Ardozyga furcifera

Scientific classification
- Kingdom: Animalia
- Phylum: Arthropoda
- Clade: Pancrustacea
- Class: Insecta
- Order: Lepidoptera
- Family: Gelechiidae
- Genus: Ardozyga
- Species: A. furcifera
- Binomial name: Ardozyga furcifera (Turner, 1919)
- Synonyms: Protolechia furcifera Turner, 1919;

= Ardozyga furcifera =

- Authority: (Turner, 1919)
- Synonyms: Protolechia furcifera Turner, 1919

Species of moth

Ardozyga furcifera is a species of moth in the family Gelechiidae. It was described by Alfred Jefferis Turner in 1919. It is found in Australia, where it has been recorded from Victoria.

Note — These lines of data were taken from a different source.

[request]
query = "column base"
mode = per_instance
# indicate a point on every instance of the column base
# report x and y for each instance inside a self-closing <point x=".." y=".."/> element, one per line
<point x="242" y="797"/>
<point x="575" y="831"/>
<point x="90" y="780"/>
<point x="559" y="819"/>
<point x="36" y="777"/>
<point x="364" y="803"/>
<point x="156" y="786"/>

The wingspan is 18–20 mm. The forewings are reddish-brown, the costal area whitish with fuscous irroration and with a blackish costal mark at one-third. There is a fine whitish subcostal line from the middle, edged beneath with blackish, and giving off four short whitish streaks to the apical third of the costa and apex. An irregular whitish longitudinal streak is found above the middle, edged beneath with blackish from the base, giving off an oblique streak at the middle to the subcostal line. Soon after, it forks, each arm of the fork is deflected upwards into the sub-costal line. There are some blackish scales on the fold, on the base of the dorsum, and on the termen. The hindwings are pale-grey.